Thursday, December 20, 2007

Litigation and disposal fees

In the last few days there have been news stories (like this and this and this reporting that the 70 Mid-Connecticut Project towns will be getting their shares of $35.9 million awarded to them by a Superior Court judge as a result of New Hartford v. CRRA.

For the most part, reporters have done a good job of trying to understand this case and then distill it into the limited space they have to tell their stories. One of the beauties of a blog like this is that we’re freed of space restrictions, so we can fully explain some of the points touched on briefly in the news coverage.

The main point that needs more detailed explanation today is the relationship between this lawsuit and our disposal fee -– the price we charge municipalities and haulers for disposing of trash they collect. More to the point, we’d like to explain how the $35.9 million award would be used to benefit those 70 cities and towns.

CRRA is completely self-funded. Our trash-to-energy projects have to cover all their costs with revenue from just two sources -– electric sales and trash disposal fees. Our electric revenues are fixed with multi-year contracts, so the only variable we can adjust from year to year is the disposal fee.

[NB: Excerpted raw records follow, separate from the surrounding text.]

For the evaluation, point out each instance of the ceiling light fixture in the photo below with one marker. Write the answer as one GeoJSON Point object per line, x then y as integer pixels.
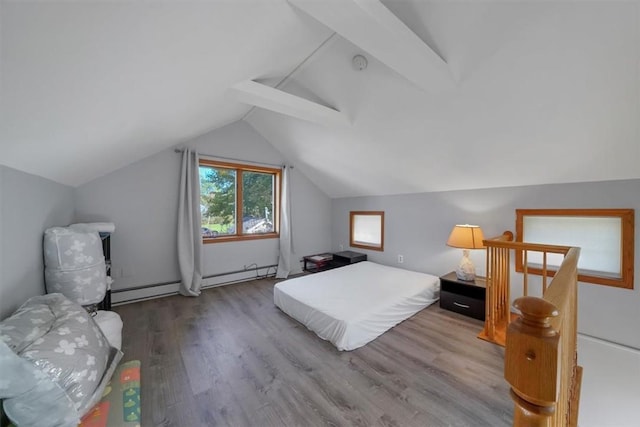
{"type": "Point", "coordinates": [359, 62]}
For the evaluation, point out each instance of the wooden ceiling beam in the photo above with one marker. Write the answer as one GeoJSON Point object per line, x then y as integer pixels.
{"type": "Point", "coordinates": [371, 26]}
{"type": "Point", "coordinates": [263, 96]}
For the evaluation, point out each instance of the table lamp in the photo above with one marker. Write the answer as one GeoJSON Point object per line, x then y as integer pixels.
{"type": "Point", "coordinates": [466, 237]}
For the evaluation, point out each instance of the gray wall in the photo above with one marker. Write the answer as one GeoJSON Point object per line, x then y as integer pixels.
{"type": "Point", "coordinates": [141, 199]}
{"type": "Point", "coordinates": [417, 226]}
{"type": "Point", "coordinates": [28, 205]}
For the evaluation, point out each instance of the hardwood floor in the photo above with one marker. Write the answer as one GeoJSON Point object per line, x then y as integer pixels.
{"type": "Point", "coordinates": [230, 357]}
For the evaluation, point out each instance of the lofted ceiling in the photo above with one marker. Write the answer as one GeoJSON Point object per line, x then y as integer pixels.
{"type": "Point", "coordinates": [456, 94]}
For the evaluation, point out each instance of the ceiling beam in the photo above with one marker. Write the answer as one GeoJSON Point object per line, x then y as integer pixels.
{"type": "Point", "coordinates": [263, 96]}
{"type": "Point", "coordinates": [371, 26]}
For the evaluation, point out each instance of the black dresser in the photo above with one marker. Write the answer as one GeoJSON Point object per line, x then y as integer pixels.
{"type": "Point", "coordinates": [463, 297]}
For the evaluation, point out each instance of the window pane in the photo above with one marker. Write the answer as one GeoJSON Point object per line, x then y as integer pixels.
{"type": "Point", "coordinates": [258, 198]}
{"type": "Point", "coordinates": [217, 201]}
{"type": "Point", "coordinates": [367, 230]}
{"type": "Point", "coordinates": [598, 237]}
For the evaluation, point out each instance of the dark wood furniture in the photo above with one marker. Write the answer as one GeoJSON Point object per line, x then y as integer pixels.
{"type": "Point", "coordinates": [321, 262]}
{"type": "Point", "coordinates": [318, 262]}
{"type": "Point", "coordinates": [463, 297]}
{"type": "Point", "coordinates": [348, 257]}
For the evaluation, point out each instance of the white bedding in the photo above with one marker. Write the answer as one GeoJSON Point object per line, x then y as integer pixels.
{"type": "Point", "coordinates": [350, 306]}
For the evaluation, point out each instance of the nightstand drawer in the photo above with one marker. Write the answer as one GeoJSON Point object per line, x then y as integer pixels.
{"type": "Point", "coordinates": [462, 304]}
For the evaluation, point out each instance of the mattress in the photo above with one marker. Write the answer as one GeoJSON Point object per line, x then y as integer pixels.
{"type": "Point", "coordinates": [352, 305]}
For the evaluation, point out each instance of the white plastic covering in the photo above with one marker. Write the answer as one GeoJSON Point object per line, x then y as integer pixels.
{"type": "Point", "coordinates": [352, 305]}
{"type": "Point", "coordinates": [110, 324]}
{"type": "Point", "coordinates": [74, 264]}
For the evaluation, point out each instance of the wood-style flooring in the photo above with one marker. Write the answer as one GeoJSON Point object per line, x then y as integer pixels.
{"type": "Point", "coordinates": [230, 357]}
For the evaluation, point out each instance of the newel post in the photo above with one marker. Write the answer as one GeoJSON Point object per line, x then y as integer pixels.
{"type": "Point", "coordinates": [532, 349]}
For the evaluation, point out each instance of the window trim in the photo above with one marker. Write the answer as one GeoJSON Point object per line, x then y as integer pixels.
{"type": "Point", "coordinates": [353, 243]}
{"type": "Point", "coordinates": [627, 242]}
{"type": "Point", "coordinates": [239, 168]}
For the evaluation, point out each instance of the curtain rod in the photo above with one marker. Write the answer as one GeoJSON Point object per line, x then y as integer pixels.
{"type": "Point", "coordinates": [179, 150]}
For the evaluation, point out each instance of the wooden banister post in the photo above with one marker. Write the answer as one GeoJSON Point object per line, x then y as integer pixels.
{"type": "Point", "coordinates": [532, 349]}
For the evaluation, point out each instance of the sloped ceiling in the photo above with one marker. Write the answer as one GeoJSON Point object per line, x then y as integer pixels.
{"type": "Point", "coordinates": [545, 92]}
{"type": "Point", "coordinates": [89, 87]}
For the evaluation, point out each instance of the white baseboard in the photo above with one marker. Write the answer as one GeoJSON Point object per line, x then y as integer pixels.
{"type": "Point", "coordinates": [610, 392]}
{"type": "Point", "coordinates": [166, 289]}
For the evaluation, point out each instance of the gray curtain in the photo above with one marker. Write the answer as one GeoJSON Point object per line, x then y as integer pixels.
{"type": "Point", "coordinates": [189, 226]}
{"type": "Point", "coordinates": [286, 262]}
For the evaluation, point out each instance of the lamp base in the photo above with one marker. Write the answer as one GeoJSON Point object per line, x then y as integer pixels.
{"type": "Point", "coordinates": [466, 270]}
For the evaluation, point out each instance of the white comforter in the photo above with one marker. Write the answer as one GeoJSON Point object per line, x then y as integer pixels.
{"type": "Point", "coordinates": [352, 305]}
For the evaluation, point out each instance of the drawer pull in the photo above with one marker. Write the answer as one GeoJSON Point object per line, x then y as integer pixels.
{"type": "Point", "coordinates": [461, 305]}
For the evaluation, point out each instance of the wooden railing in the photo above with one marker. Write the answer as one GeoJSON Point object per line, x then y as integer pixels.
{"type": "Point", "coordinates": [541, 344]}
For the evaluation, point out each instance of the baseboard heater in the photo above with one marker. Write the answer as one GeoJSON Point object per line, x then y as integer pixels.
{"type": "Point", "coordinates": [159, 290]}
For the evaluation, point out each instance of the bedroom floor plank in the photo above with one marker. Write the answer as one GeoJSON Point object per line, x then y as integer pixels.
{"type": "Point", "coordinates": [230, 357]}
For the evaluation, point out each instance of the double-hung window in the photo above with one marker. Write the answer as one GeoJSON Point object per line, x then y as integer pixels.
{"type": "Point", "coordinates": [238, 201]}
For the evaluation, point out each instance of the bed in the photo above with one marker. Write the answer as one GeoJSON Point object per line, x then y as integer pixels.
{"type": "Point", "coordinates": [352, 305]}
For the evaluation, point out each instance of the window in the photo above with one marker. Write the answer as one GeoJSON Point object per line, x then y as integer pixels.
{"type": "Point", "coordinates": [605, 238]}
{"type": "Point", "coordinates": [238, 202]}
{"type": "Point", "coordinates": [367, 230]}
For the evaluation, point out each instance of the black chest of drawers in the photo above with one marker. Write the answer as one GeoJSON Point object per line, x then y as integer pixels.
{"type": "Point", "coordinates": [463, 297]}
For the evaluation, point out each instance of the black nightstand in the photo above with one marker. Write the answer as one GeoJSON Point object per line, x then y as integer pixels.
{"type": "Point", "coordinates": [348, 257]}
{"type": "Point", "coordinates": [463, 297]}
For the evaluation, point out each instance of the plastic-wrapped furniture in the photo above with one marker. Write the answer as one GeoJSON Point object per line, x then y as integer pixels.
{"type": "Point", "coordinates": [75, 267]}
{"type": "Point", "coordinates": [74, 264]}
{"type": "Point", "coordinates": [55, 362]}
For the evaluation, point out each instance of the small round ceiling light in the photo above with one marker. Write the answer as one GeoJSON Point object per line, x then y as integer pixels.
{"type": "Point", "coordinates": [359, 62]}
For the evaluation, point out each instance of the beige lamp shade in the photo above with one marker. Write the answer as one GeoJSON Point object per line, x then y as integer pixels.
{"type": "Point", "coordinates": [466, 237]}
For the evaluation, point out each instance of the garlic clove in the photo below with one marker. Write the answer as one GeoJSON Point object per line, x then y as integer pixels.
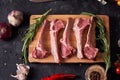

When our costs drop, our disposal fee drops. When our costs increase, we must increase our disposal fee to cover those costs. And in fiscal year 2009 (which starts July 1, 2008), our Mid-Connecticut Project’s costs are going to increase substantially due to the closure of the Hartford landfill. Take a look at this graph:

What you see here is a breakdown of costs associated with closing the Hartford landfill. The Mid-Connecticut Project has used the Hartford landfill since the 1980s, so the Project, and by extension its towns, is responsible for closing it properly. By December 2008, the Hartford landfill will reach its permitted capacity, so CRRA will have to close it with a geosynthetic cap, then pay for 30 years of post-closure monitoring and maintenance. Our latest figures show the closure and post-closure costs will run between $40 million and $45 million. That is represented by the turquoise segments of the bars on this graph.

Currently, the landfill accepts ash, which is a by-product of trash-to-energy, and non-processible waste – material that can’t be burned to generate electricity. When the landfill closes, we’ll have to truck all that material to another site, most likely a privately-owned landfill in another state, and those costs are represented by the violet and cream-colored segments of the bars on the graph.

Right now, all those costs add up to about $112 million.

So what does this have to do with New Hartford v. CRRA? The money awarded to the Mid-Connecticut Project towns -– and it’s important to note none of the other CRRA projects was impacted at all by either the Enron bankruptcy or this litigation -– was money CRRA had been holding in reserve to help pay for those costs. But with that $35.9 million gone (until we prevail in our appeal, which we expect to do) we have almost nothing in the bank. This graph compares our reserves to those future costs:

You may be wondering what kind of difference $35.9 million would make against $112 million in costs. CRRA still is pursuing lawsuits against 11 banks involved in the Enron transaction, and we believe those actions will bring us tens of millions more dollars.

Those lawsuits, by the way, are a primary reason for our appealing the New Hartford ruling. That ruling contains language which would seriously damage our cases against those banks, so if we didn’t appeal we’d be leaving tens of millions of dollars on the table, all of which would be used to absorb these increasing costs.

The bottom line is this: the towns will receive money through this lawsuit, but they’ll be paying it back in higher disposal fees. If we still had those reserves, they’d be used to offset these cost increases.